4. Se plaignant de ne pas avoir obtenu communication du rapport de contrôle prévu à l'article R. 243-59 IV alinéa 1er du code de la sécurité sociale en dépit d'une réclamation par lettre recommandée du 18 septembre 2023 et d'un avis favorable de la commission d'accès aux documents administratifs du 11 janvier 2024, la Sas [6] a par acte de commissaire de justice du 12 avril 2024 fait assigner l'Urssaf Pays de la Loire devant le juge des référés du tribunal judiciaire de Nantes afin de solliciter, au visa des articles 145, 834, 835, 836 du code de procédure civile, L. 311-6 du code des relations entre le public et l'administration et de l'article R. 243-59 du code de sécurité sociale, la condamnation de la défenderesse à lui délivrer le rapport de contrôle dans un délai de cinq jours à compter de la notification de l'ordonnance, sous astreinte de 250 ' par jour de retard, en réservant au juge des référés la liquidation de l'astreinte, et avec condamnation de la défenderesse à lui payer une somme de 2.000 ' sur le fondement de l'article 700 du code de procédure civile.

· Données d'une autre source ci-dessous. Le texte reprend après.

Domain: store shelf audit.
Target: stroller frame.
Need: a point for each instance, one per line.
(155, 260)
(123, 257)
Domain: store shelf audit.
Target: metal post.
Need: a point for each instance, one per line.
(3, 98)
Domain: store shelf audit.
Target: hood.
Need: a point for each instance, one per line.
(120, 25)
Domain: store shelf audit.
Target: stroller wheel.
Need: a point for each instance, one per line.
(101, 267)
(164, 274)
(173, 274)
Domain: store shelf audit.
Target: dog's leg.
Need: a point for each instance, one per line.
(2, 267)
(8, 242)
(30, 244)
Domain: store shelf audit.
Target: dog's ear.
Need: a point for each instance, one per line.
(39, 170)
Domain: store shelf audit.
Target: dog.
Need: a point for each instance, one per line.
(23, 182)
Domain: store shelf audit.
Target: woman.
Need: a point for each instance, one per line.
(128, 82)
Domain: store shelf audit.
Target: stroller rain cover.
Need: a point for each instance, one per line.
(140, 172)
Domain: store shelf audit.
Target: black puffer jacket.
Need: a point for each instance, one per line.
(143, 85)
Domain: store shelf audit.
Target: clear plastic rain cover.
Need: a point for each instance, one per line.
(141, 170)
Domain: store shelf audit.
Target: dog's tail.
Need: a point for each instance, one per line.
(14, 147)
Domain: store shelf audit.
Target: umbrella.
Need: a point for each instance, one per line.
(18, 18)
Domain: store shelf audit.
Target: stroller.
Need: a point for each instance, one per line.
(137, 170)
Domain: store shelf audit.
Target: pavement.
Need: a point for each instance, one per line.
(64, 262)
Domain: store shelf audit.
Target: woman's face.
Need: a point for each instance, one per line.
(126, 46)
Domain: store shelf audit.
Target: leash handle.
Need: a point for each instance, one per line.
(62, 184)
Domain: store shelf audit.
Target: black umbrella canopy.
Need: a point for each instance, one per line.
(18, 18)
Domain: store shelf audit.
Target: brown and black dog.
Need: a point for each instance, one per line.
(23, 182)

5. Par ordonnance du 13 juin 2024, le juge des référés du tribunal judiciaire de Nantes a débouté la Sas [6] de sa demande et l'a condamnée aux dépens.
6. Pour statuer ainsi, le premier juge a retenu que :
- la société [6] ayant précisé avoir déjà saisi la juridiction du fond d'une contestation du redressement opéré par l'Urssaf et qu'un numéro d'enregistrement de l'affaire lui avait d'ores et déjà été communiqué (24/216), le juge des référés avait perdu sa compétence pour ordonner une mesure d'instruction au profit du juge de la mise en état,
- en tout état de cause, la société [6] ne justifie d'aucun intérêt légitime au sens de l'article 145 du code de procédure civile au titre d'une mesure d'instruction avant tout procès dès lors que la Cour de cassation considère que la régularité des opérations de contrôle ne doit être examinée qu'au regard des exigences formelles du code de la sécurité sociale, sans égard pour une éventuelle demande de communication de document en vertu des règles régissant les rapports avec l'administration.
7. Par déclaration du 12 juillet 2024, la Sas [6] a interjeté appel de tous les chefs de cette ordonnance.